Corporate News
Rivalry in tech market to hurt communication
Nokia’s music and gaming phone: Experts fault developers for creating apps that work on only one type of device. Photo/REUTERS
Posted Thursday, February 18 2010 at 00:00
In the world of mobile phone applications, Apple, Google, Nokia and their competitors seem to have only their differences in common.
Most mobile software works on only one type of device or the phones of one carrier.
An iPhone application will not work on a Nokia phone, and neither would work on Google’s Android system or Microsoft’s new Windows Phone.
The state of play, experts say, is a cacophony of incompatible software that threatens to slow the growth of the mobile Internet. Companies in this field that are attending the Mobile World Congress this week are holding sessions to educate software developers on the idiosyncrasies of designing apps for their phones.

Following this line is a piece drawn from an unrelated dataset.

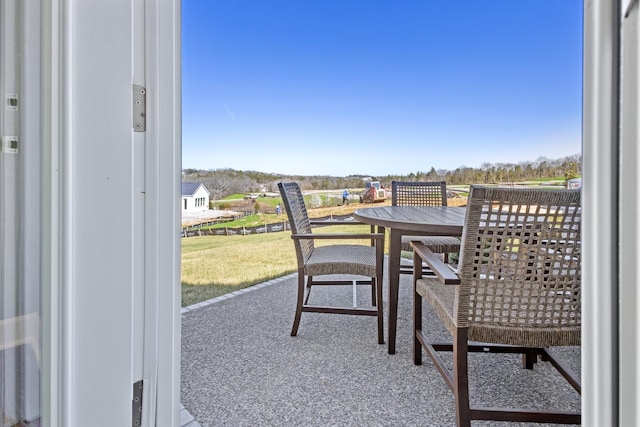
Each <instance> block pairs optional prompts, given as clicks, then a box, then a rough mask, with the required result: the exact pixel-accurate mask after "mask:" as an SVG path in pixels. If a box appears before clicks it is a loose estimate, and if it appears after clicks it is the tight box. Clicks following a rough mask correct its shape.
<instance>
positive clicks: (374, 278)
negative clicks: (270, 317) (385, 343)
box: [278, 182, 384, 344]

“These are all proprietary systems,” said Michael O’Hara, chief marketing officer of the GSM Association, the London organiser of the Barcelona event. “We are creating islands of applications out there that can’t communicate with each other.”
The competition is similar to what happened in the earliest days of the personal computer industry, when a programme bought for, say, a Commodore 64 would not work on a Texas Instruments PC.
Microsoft eventually came to dominate the market for PC operating systems, prompting armies of programmers to write software for Windows machines.
But on the desktop, operating systems have become less important in recent years as more computing has moved to the Internet, which is built around open standards.
In the mobile world, the operating system market is fractured, and the mobile Web is not yet developed enough to handle many things people want to do on mobile devices.
Meanwhile, Apple’s iPhone and its App Store have turned the once-obscure field of mobile applications into a lucrative market, prompting other companies to mimic that model.
Last year, $4.2 billion in mobile applications were sold, almost all of those iPhone applications, according to figures compiled by the research firm Gartner.
After splitting the revenue with developers, Apple pocketed an estimated $1 billion in 2009.
With sales of mobile applications expected to rise 62 per cent this year, to $6.8 billion, according to Gartner, Apple’s rivals are working to grab a piece of the pie.
Nokia, the leading cell phone maker, said consumers were downloading more than one million applications a day from its Ovi service.
Google, Samsung, LG and Research In Motion, maker of the BlackBerry, have all reported strong traffic at their application stores.